For the study, researchers examined data from more than 1.5 million 18-year-old men who were conscripted into the Swedish military between 1969 and 1997. The participants all underwent standard testing for stress resilience, and none of them had diabetes at the age of 18.
But during the follow-up period, from 1987 to 2012, more than 34,000 of the men were diagnosed with type 2 diabetes, according to Dr. Casey Crump, from the department of medicine at Stanford University in California, and colleagues.
Compared to men with the highest resistance to stress when they were 18, those with the lowest stress resistance were 51 percent more likely to have been diagnosed with type 2 diabetes later, the investigators found.
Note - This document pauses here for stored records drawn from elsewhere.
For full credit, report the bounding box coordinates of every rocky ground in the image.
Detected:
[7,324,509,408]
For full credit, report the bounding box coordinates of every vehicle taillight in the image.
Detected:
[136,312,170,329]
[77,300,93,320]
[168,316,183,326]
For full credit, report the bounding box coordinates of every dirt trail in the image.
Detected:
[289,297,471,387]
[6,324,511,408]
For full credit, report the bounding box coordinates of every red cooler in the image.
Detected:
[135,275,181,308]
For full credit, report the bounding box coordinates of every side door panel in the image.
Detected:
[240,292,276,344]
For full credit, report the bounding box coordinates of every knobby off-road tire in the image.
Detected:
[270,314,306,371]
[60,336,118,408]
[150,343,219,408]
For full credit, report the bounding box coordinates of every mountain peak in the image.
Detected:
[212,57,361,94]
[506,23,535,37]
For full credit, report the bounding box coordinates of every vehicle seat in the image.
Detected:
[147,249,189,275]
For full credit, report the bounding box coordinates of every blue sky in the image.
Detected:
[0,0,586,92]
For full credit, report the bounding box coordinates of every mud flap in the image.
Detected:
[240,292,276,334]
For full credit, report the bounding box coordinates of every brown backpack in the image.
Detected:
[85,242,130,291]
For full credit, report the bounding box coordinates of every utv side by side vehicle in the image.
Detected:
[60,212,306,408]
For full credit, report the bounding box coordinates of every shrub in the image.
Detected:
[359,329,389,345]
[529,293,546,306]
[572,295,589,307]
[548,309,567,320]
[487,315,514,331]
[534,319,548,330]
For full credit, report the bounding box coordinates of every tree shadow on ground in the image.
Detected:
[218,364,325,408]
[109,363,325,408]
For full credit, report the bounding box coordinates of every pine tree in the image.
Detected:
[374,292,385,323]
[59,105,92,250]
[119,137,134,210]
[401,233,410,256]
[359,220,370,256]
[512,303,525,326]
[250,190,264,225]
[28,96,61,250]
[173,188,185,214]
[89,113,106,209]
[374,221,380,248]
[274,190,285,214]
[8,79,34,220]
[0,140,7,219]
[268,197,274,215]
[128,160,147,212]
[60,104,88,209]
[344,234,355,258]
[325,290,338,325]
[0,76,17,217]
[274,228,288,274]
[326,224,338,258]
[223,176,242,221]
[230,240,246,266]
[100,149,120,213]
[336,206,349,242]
However, the study only found an association, and was not designed to prove a cause-and-effect relationship between stress resilience and diabetes risk.
The study was published online Jan. 13 in the journal Diabetologia.
Previous research has found that stress in adulthood is linked to an increased risk of type 2 diabetes. But, it wasn't known if low resistance to stress earlier in life increased the risk of developing diabetes in adulthood, the researchers said in a journal news release.
There are a number of ways stress resilience may affect the risk of type 2 diabetes, and these may involve lifestyle and other physical factors, the study authors suggested.
For example, people under stress are more likely to smoke, eat unhealthy foods and have lower levels of exercise, the researchers explained.
Further study is needed to pinpoint how the ability to cope with stress may influence the risk of developing type 2 diabetes. And that may lead to more effective ways to prevent the blood sugar disease, Crump and colleagues said.